Without that layer, MCP feels exciting in a prototype and frightening in production.
What Shipped
- An MCP server connecting Claude to Jira workflows and partner enablement knowledge.
- A web demo that exercises Atlassian Rovo, Jira, and Confluence workflows.
- A gateway with policy enforcement, injection scanning, PII detection, audit logging, tool drift checks, human approval, and webhook alerts.
- A governance dashboard for policies, approvals, audit, alerts, server inventory, API keys, and billing.
- A mock fallback path so the demo still teaches the workflow when live dependencies are unavailable.
Architecture
The system is split into an MCP server, a Next.js web demo, an Express-based gateway, and a governance dashboard. Tool calls flow from the agent surface through the gateway before reaching the Atlassian/Rovo layer.
That gateway is the important product decision. It makes the security and governance layer visible rather than treating it as a footnote.
Key Decisions
- Make the gateway visible. The demo does not hide governance behind a generic "secure by default" claim. It shows the audit trail, policy checks, tool risk, and approval points as part of the product surface.
- Separate demo reliability from live dependency health. The mock fallback lets the field narrative continue even if an Atlassian tenant, OAuth flow, or gateway process is unavailable during a live walkthrough.
- Treat write operations differently from reads. Jira comments, issue edits, transitions, and Confluence page creation are framed as higher-risk actions that can require policy controls or human approval.

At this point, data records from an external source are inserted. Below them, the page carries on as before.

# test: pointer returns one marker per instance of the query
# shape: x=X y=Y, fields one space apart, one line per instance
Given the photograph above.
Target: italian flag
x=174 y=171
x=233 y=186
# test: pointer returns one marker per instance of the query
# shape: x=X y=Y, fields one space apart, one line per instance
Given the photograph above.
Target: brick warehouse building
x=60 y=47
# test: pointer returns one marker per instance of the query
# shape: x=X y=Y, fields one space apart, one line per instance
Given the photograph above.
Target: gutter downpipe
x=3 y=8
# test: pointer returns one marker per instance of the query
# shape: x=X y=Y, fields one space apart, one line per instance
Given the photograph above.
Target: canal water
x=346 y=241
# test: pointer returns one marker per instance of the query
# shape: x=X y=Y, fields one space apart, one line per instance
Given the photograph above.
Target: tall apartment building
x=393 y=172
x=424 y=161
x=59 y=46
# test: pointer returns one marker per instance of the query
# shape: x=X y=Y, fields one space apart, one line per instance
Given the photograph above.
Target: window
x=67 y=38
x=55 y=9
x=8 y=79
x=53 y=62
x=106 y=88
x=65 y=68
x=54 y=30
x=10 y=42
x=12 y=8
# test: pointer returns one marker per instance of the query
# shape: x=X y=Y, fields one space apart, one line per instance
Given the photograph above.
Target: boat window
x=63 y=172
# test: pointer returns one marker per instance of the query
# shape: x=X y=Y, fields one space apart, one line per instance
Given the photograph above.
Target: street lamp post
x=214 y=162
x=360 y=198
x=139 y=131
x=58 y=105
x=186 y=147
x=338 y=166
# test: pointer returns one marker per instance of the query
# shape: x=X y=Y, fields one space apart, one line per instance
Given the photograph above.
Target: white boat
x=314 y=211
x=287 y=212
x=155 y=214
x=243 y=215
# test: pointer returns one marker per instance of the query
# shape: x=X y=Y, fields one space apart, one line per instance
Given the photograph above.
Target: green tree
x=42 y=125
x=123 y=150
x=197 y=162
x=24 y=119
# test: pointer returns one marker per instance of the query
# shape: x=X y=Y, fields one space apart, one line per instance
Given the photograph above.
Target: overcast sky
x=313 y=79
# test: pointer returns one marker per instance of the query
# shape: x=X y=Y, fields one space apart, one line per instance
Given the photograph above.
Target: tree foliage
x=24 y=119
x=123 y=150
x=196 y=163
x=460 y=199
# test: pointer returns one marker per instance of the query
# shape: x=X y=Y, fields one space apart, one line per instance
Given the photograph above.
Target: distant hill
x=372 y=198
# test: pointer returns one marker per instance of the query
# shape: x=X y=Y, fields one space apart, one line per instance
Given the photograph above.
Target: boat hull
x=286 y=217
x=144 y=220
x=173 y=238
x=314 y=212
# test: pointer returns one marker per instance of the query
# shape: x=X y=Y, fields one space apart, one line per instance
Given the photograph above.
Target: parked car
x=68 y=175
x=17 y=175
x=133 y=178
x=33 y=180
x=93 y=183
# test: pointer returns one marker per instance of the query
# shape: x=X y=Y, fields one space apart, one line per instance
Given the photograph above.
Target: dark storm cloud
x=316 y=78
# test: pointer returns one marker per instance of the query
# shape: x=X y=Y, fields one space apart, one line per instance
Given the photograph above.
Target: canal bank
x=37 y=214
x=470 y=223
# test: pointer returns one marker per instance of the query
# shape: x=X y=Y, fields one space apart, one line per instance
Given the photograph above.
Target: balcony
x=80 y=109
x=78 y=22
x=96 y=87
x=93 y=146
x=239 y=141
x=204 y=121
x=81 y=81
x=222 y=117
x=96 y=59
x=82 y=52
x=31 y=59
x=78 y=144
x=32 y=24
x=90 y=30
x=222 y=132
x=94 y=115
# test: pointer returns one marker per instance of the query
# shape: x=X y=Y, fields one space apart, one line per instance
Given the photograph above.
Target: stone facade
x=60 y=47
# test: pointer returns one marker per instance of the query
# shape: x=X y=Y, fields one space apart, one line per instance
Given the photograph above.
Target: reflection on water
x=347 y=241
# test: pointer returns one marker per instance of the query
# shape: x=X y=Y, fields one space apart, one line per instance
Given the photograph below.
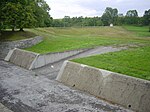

- Use Atlassian as a concrete enterprise anchor. Jira and Confluence make the agent workflow legible to buyers because the tools map to real delivery processes, not abstract demo data.
AI / Workflow Layer
The AI layer is not a generic chatbot. It is a tool-using workflow where the interesting question is: what should the agent be allowed to read, write, summarize, and modify?
That makes the demo useful for field conversations about MCP adoption, not just MCP mechanics.
Sample Artifact
A strong output from this system is not just "Claude read Jira." A strong output is a customer-ready explanation of an agent action:
The agent searched Jira and Confluence for delivery risk signals, mapped the relevant compliance framework, generated an implementation plan, and passed each tool call through policy, PII, injection, and audit checks before surfacing the recommendation.
That sentence is the buyer conversation. The system exists to make it true.
Constraints
- Tool calls need to be explainable to non-developer stakeholders.
- Security policy has to be visible enough for buyers to trust the demo.
- Live integrations need a fallback path.
- Write operations need clear approval and audit semantics.
Tradeoffs
- The gateway adds conceptual overhead, but that overhead is the point for enterprise buyers.
- Mock fallbacks reduce demo risk, but they have to stay realistic enough not to feel like a toy path.
- A broad Rovo tool surface proves ambition, while policy templates keep the experience from becoming an uncontrolled agent free-for-all.
What I Would Improve Next
- Add a downloadable one-page security architecture brief for buyer follow-up.
- Add scenario-specific walkthrough recordings for healthcare and financial services.
- Add a short "before gateway / after gateway" comparison for non-technical stakeholders.
What It Proves
This system shows enterprise AI enablement at the layer where adoption usually gets blocked: security, governance, buyer trust, and field-ready explanation.